OpenAI, one of TSMC’s largest customers, separately reported surpassing $25 billion in annualized revenue this week and is exploring a potential public listing. Analysts expect the IPO to be the largest in history, described by Wall Street insiders as “too big to properly understand, but definitely investing in it anyway.”

“The chip shortage is real, it is serious, and it shows no signs of easing,” said tech analyst Priya Nair of Redwood Capital. “The good news is, if things get bad enough, we’ll probably have an AI figure out how to fix it. The bad news is that AI will need chips to do so.”

Anthropic’s Model Context Protocol, a technical standard for connecting AI systems to external tools, crossed 97 million installs in March — a figure that means something to approximately 12% of people who read it and everything to the remaining 88% who will simply nod and move on.

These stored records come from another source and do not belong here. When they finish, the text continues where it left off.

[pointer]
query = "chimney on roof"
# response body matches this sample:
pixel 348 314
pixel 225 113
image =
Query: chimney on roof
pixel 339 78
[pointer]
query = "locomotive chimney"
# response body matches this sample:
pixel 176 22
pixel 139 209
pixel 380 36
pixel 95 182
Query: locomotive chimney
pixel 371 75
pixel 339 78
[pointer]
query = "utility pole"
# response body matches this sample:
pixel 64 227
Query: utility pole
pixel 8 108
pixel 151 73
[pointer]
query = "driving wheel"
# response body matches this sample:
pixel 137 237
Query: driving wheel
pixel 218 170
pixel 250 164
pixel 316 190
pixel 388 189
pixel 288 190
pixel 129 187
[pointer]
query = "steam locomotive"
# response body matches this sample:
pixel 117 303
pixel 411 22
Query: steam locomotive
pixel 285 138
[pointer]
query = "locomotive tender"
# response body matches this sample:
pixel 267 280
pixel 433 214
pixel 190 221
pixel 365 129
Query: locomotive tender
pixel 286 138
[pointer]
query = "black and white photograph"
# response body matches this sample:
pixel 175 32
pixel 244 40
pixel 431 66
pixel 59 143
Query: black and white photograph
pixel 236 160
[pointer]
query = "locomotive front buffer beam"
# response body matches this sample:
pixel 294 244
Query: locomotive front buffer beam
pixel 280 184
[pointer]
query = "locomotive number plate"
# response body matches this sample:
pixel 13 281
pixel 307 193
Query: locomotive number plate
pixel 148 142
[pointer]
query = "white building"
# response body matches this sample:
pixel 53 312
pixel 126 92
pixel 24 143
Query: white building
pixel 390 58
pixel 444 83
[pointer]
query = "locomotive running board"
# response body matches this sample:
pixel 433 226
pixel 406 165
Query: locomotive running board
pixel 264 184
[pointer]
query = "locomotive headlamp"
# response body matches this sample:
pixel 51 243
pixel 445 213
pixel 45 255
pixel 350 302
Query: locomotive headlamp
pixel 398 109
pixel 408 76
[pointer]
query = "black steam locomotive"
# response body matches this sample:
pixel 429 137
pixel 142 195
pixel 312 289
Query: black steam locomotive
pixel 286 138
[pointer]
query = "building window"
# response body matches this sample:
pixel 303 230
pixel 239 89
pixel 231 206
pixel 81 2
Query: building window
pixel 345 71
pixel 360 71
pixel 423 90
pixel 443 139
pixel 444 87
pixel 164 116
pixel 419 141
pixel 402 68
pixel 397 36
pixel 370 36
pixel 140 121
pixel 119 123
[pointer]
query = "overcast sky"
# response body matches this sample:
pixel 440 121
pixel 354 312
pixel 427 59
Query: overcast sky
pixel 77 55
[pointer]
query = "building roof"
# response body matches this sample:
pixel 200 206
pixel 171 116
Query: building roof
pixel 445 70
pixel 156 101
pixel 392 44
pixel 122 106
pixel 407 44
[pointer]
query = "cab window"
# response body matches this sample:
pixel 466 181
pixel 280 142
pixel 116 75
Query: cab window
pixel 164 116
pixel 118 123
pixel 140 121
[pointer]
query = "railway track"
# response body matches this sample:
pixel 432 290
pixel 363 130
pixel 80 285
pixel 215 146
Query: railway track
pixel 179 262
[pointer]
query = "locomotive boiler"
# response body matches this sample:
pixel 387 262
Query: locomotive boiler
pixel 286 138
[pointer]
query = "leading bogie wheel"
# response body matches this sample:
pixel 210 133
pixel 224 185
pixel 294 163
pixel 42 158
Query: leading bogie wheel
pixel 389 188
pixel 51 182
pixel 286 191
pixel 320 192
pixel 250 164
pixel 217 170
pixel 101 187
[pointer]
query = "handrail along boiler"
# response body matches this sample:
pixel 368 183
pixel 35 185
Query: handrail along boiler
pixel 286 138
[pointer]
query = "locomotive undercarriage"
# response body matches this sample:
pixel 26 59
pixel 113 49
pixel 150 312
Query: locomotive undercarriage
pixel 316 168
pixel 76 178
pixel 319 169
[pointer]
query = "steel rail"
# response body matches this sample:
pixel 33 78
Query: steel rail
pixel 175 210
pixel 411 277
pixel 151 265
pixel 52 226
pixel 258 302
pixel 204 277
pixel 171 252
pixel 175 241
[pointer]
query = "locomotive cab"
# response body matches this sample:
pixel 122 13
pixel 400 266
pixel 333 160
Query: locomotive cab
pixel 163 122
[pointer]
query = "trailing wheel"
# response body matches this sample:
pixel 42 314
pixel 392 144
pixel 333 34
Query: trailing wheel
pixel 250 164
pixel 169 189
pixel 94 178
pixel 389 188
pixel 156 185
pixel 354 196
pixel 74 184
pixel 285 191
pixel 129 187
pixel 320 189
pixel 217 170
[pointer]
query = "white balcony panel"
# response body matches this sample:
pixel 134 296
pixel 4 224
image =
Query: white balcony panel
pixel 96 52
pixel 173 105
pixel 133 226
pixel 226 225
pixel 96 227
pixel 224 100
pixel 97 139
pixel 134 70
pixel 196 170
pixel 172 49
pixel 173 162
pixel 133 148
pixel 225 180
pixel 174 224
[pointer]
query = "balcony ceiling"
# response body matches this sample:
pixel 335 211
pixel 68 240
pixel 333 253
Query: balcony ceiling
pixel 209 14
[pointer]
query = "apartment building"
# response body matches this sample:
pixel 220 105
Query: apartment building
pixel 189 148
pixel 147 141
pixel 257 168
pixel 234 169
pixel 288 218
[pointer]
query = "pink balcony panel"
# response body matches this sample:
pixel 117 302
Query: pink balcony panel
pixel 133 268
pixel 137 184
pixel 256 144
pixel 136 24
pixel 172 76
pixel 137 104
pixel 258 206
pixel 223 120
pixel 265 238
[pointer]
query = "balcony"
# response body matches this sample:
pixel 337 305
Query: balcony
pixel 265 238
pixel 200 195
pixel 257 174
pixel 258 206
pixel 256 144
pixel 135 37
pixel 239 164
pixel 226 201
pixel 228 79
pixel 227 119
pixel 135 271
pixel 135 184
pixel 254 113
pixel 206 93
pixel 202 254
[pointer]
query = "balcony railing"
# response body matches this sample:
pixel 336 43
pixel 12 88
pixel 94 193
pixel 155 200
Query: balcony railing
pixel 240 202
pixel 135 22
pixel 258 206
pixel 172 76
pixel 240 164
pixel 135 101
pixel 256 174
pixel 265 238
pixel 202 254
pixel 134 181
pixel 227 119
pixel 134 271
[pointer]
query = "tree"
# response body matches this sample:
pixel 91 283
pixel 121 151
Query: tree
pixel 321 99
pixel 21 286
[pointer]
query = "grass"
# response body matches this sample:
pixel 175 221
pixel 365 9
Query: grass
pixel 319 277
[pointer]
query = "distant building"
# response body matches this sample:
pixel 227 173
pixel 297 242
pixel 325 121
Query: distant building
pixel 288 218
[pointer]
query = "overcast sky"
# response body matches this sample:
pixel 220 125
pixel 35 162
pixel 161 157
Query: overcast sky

In related news, scientists at a research institution whose name will be redacted to protect its funding have announced a breakthrough computing approach that could reduce AI energy consumption by up to 100 times. These scientists have been asked, politely but firmly, to please keep it down — the data centers are trying to concentrate.

Globe News Daily editorial note: We asked our AI editorial assistant to weigh in on this story. It said “More chips, please.” We are not sure if it was speaking metaphorically.